In den Tagen vor der Tat habe Paddock zudem 100.000 Dollar (etwa 85.000 Euro) auf die Philippinen überwiesen, teilte ein Mitarbeiter der Regierung mit. Derweil erklärte Sheriff Lombardo die Freundin Paddocks zu einer "Person von Interesse". Heute soll US-Präsident Donald Trump nach Las Vegas kommen. Ermittler untersuchten nach Angaben des Regierungsmitarbeiters Berichte, dass Paddock in den vergangenen Wochen rund 10.000 Dollar pro Tag verspielt habe. Das Motiv des mutmaßlichen Täters sei aber weiterhin unklar, sagte Sheriff Lombardo.

Die Freundin Paddocks, Marilou Danley, die sich zuvor auf den Philippinen aufgehalten hatte, traf am späten Dienstagabend in den USA ein. Sie wurde vom FBI am Flughafen erwartet. Er erwarte bald Informationen von Danley, hatte Sheriff Lombardo zuvor gesagt. Er sei zuversichtlich, dass die Behörden das Motiv Paddocks offenlegen könnten. Paddock habe den Flur vor seinem Zimmer im Mandalay Bay Hotel überwacht, erklärte Lombardo. Er nehme an, dass der Schütze sehen wollte, ob sich jemand seinem Zimmer näherte. Eine Kamera sei auch am Türspion angebracht gewesen.

23 Schusswaffen in Hotel gefunden

Ein Sicherheitsmann des Hotels, der sich am Sonntag dem Raum näherte als die tödlichen Schüsse auf die Menschen fielen, sei durch die geschlossene Tür ins Bein geschossen worden, sagte Lombardo. Der Fakt, dass Paddock die Menge an Waffen in seinem Raum hatte, lasse darauf schließen, dass die Tat genau geplant war. "Und ich bin mir ziemlich sicher, dass er alles, was er tat und seine Handlungen abschätzte", so Lombardo. In dem Hotelzimmer waren 23 Schusswaffen gefunden worden, zudem Munition und Vorrichtungen, um eigentlich halb-automatische Waffen zu automatischen umzubauen.

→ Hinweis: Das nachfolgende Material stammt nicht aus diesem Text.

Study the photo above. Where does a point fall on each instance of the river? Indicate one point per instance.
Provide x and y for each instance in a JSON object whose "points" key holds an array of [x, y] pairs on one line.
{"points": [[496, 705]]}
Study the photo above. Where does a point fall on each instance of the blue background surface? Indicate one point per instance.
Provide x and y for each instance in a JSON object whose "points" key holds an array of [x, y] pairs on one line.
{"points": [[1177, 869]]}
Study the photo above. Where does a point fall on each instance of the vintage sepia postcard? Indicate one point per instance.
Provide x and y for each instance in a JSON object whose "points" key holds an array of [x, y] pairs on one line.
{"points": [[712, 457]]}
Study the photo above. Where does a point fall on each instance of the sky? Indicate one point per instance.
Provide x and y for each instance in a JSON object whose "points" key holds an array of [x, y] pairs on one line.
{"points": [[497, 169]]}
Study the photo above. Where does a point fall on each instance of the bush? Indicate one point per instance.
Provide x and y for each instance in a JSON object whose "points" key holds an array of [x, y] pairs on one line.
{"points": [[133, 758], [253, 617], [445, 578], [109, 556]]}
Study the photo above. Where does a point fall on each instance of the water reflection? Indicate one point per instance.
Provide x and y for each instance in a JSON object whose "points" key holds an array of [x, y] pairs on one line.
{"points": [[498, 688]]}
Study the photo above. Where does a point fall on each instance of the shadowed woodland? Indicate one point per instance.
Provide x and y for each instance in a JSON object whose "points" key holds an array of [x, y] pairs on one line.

Auch ein Computer wurde sichergestellt. In Paddocks Haus in Mesquite waren 19 Waffen, in seinem Haus in Reno sieben entdeckt worden. Der 64-Jährige hatte am Sonntag von seinem Hotelzimmer aus auf Konzertbesucher geschossen und 59 Menschen getötet. Mehr als 500 weitere wurden verletzt. Nach Angaben von Krankenhausmitarbeitern befanden sich am Dienstagabend noch 50 Menschen in einem kritischen Zustand.

Country-Musiker Jason Aldean, der gerade auf der Bühne des Festivals stand als das Massaker begann, sagte drei geplante Auftritte ab. Die für das Wochenende geplanten Shows würden aus Respekt vor den Opfern von Las Vegas nicht stattfinden, erklärte der Musiker in einer Mitteilung. Es sei eine emotionale Erfahrung für alle Beteiligten gewesen und er brauche nun Zeit, um zu trauern und seiner Familie und Freunden nah zu sein.